Fed-up FTBs consider credit cards to fund deposit

Category: Mortgages

Updated: 11/11/2011
First Published: 11/11/2011

This article was correct at the time of publication. It is now over 6 months old so the content may be out of date.

Concern has been voiced that some first time buyers are so desperate to get on the property ladder that they are willing to use a credit card or loan to pay for their deposit.

According to research by SmartNewHomes, one in ten first time buyers are prepared to take on extra debt in order to fund a deposit, hoping that they will be able to repay the borrowing in the future.

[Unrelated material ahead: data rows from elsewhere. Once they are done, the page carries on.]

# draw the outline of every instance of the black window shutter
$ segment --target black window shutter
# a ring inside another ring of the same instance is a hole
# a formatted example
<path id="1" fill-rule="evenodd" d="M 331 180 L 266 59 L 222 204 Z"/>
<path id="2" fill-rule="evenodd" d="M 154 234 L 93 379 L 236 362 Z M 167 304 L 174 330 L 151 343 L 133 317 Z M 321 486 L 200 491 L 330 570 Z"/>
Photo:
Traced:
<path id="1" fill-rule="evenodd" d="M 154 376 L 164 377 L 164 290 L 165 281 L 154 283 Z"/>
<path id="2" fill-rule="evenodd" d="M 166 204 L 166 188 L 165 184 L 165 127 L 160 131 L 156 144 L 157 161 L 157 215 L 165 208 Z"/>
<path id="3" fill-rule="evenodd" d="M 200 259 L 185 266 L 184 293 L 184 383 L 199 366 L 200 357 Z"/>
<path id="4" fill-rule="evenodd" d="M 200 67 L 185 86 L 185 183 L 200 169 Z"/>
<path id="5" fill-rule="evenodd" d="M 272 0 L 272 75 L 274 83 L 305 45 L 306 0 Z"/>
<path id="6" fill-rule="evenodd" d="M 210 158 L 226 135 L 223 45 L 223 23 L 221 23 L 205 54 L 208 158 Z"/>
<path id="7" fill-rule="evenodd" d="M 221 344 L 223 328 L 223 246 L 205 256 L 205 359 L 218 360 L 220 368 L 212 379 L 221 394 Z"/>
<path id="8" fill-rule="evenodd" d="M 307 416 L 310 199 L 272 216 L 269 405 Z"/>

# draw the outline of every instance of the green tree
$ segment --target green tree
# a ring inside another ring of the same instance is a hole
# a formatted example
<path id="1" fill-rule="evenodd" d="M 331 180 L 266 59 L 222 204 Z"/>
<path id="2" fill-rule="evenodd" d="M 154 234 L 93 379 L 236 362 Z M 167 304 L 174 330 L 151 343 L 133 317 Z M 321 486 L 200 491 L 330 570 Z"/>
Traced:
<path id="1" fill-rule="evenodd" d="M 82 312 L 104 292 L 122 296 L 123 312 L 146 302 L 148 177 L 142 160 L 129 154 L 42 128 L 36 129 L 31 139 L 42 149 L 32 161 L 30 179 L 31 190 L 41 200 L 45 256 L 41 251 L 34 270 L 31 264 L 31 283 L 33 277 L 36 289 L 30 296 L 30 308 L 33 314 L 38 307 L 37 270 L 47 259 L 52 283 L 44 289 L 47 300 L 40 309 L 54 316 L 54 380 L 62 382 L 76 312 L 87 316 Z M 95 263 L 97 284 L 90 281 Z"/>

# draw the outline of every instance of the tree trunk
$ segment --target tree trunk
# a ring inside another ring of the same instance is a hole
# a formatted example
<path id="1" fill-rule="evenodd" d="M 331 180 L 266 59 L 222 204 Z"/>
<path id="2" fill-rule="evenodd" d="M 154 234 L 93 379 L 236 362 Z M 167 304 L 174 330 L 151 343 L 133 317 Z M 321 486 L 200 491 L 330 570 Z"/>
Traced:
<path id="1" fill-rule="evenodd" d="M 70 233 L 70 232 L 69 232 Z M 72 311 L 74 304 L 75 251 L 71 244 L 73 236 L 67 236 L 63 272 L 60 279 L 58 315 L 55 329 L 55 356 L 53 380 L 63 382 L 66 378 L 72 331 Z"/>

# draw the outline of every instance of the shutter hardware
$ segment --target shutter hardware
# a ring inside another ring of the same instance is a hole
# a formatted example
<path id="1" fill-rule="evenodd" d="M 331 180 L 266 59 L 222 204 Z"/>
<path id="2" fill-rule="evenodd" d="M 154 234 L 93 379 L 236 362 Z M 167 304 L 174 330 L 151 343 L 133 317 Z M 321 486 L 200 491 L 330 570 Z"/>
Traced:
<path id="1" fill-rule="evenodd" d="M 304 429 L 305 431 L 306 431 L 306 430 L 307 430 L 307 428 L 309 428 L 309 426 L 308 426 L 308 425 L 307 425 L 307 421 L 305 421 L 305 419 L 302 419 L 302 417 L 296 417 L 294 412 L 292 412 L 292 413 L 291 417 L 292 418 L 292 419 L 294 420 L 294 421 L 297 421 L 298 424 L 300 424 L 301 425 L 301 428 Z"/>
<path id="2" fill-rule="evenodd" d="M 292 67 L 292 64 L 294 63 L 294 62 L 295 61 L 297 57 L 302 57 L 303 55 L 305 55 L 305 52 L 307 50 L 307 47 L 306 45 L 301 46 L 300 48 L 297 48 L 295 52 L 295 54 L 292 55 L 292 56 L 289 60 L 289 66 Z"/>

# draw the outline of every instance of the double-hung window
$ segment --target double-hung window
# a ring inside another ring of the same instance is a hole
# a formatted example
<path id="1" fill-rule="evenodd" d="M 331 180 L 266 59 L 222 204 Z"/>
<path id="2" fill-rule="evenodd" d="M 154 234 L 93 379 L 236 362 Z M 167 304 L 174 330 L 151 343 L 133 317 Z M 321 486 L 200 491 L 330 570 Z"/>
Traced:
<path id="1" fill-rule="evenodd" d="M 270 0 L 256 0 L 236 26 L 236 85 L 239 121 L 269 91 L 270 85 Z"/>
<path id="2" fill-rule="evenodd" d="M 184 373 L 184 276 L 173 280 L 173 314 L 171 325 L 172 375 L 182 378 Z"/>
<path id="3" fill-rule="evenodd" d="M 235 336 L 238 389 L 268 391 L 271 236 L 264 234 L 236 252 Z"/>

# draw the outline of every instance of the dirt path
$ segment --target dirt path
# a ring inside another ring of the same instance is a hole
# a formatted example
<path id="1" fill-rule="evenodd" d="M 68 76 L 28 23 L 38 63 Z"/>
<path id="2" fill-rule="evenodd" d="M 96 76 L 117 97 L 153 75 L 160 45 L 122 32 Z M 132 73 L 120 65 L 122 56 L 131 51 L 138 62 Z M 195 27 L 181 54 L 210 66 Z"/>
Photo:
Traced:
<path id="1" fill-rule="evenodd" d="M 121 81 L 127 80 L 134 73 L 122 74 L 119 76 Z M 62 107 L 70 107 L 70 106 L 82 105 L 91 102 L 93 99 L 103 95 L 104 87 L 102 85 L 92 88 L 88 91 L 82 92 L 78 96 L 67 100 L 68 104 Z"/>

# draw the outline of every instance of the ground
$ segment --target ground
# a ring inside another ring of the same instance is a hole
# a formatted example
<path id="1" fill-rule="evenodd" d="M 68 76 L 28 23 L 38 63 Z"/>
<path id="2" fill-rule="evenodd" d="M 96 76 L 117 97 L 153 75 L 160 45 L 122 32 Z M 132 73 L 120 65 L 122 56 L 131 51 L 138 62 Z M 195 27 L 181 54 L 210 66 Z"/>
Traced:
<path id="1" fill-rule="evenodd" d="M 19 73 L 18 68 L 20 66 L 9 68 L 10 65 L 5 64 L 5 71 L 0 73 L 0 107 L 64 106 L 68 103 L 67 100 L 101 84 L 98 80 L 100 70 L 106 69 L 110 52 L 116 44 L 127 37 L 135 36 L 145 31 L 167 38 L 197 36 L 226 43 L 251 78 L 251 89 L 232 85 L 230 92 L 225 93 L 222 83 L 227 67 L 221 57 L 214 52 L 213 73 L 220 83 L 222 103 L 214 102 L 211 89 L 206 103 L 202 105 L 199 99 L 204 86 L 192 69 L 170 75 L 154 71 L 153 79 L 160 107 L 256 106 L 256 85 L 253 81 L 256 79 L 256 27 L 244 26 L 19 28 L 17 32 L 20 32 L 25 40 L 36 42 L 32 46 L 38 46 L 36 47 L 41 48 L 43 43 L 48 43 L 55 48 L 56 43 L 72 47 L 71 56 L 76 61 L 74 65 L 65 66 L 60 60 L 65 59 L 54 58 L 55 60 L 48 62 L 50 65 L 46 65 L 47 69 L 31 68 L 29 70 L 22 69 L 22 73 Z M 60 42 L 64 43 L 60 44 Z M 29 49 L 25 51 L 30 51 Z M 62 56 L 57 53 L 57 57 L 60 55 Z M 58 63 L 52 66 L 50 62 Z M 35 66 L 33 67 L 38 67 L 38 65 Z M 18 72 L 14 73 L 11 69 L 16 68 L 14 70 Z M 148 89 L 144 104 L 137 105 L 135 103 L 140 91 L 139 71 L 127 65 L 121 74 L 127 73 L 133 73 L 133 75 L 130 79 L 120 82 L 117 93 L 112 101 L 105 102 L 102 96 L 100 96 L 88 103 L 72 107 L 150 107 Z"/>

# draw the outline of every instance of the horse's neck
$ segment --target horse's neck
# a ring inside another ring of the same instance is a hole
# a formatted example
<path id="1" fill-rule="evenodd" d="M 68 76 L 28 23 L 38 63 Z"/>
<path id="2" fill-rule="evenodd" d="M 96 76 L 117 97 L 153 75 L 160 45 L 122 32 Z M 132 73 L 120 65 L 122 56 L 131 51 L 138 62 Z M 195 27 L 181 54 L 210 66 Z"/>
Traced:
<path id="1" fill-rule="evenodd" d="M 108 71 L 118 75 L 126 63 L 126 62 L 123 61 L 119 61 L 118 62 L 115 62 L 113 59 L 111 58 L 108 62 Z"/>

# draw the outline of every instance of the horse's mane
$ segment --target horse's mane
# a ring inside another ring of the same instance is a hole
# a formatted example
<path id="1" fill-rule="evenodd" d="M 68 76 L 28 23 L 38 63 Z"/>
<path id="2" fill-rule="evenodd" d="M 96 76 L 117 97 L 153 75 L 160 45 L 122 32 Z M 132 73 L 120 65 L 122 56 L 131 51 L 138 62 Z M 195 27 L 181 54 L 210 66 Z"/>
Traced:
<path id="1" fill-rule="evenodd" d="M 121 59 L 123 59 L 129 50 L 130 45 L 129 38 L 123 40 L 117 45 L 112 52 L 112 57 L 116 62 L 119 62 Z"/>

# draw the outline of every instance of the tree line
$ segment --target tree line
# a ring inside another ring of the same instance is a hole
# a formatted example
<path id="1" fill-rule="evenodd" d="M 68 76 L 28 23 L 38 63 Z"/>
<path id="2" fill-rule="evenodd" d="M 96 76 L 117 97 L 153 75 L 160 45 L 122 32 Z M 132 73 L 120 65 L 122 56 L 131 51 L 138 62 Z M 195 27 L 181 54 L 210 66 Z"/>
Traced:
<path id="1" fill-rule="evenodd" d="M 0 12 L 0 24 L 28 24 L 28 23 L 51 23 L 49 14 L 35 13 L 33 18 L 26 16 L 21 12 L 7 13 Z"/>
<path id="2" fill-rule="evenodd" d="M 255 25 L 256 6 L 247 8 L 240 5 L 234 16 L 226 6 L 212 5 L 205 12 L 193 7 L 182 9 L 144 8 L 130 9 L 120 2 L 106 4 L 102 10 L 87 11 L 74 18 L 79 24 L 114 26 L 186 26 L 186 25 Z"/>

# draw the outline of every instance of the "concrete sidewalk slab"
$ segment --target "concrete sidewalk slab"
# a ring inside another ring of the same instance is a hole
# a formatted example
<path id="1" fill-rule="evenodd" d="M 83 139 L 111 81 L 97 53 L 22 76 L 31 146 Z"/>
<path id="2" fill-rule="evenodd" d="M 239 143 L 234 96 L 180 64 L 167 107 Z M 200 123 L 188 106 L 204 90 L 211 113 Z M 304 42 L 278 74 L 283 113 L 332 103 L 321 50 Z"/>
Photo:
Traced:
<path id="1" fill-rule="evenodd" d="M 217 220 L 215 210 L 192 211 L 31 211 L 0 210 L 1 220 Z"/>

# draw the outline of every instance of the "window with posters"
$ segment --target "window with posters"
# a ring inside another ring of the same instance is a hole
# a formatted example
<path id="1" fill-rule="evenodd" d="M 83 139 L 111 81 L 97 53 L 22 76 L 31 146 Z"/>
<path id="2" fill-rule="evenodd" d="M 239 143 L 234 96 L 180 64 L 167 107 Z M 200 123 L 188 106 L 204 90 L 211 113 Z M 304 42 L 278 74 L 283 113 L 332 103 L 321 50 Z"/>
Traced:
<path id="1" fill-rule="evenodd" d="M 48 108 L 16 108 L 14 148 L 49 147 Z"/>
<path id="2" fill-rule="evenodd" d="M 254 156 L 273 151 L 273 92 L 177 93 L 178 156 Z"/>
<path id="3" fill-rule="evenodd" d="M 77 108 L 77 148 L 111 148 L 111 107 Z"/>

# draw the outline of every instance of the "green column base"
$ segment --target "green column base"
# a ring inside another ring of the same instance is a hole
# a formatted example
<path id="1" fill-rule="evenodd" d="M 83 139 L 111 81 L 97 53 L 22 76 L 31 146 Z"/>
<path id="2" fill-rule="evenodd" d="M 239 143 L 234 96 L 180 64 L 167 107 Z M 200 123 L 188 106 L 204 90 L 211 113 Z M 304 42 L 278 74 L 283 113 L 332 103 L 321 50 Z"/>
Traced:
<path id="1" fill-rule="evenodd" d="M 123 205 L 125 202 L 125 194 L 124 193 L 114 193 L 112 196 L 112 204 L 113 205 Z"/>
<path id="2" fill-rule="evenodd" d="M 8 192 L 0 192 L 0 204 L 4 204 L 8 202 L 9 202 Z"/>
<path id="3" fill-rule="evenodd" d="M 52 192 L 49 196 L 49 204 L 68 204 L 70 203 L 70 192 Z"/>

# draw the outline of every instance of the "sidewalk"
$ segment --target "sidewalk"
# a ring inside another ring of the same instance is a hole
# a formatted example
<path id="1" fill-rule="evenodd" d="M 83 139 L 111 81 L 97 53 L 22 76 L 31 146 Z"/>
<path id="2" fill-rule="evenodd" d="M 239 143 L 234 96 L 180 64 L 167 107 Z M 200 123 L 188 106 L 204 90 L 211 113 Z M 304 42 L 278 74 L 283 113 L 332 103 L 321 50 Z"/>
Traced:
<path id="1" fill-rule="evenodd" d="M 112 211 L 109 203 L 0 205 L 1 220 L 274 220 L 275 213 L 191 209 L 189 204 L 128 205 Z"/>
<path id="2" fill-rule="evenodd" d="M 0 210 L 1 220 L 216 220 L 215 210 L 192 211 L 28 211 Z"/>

Despite a recent rise in the number of mortgages available to those with smaller deposits, actually raising that initial amount of money still remains the biggest financial hurdle to home ownership.

Half of those surveyed said they expect to use their savings, while nearly one fifth (18%) intend to turn to the generous terms usually offered by the 'bank of mum and dad'.

However, 10% of people admitted they are intending to borrow money on credit cards and bank loans to secure the necessary lump sum.

Such are the barriers facing those looking to fulfil their home ownership dreams, 16% of those questioned are resigned to never owning their own home, while a fifth believe they will be in their 40s before it might happen.

"Regardless of the fact that prices have fallen across most of the UK, first time buyers still feel homes are out of their reach," said Steve Lees, director at SmartNewHomes.

"With renting becoming increasingly expensive they are resorting to credit cards and bank loans as a way of getting on the ladder.

"Interest rates remain low, making mortgages relatively cheap, so buyers are prepared to take on debt in the hope they will be able to pay it back at a later date.

"We would recommend that those thinking about making their first home purchase but struggling to raise a deposit look at all the sensible options available to them, including Government shared equity schemes like FirstBuy, incentives and deals offered by housebuilders, and the possibility of buying with family and friends."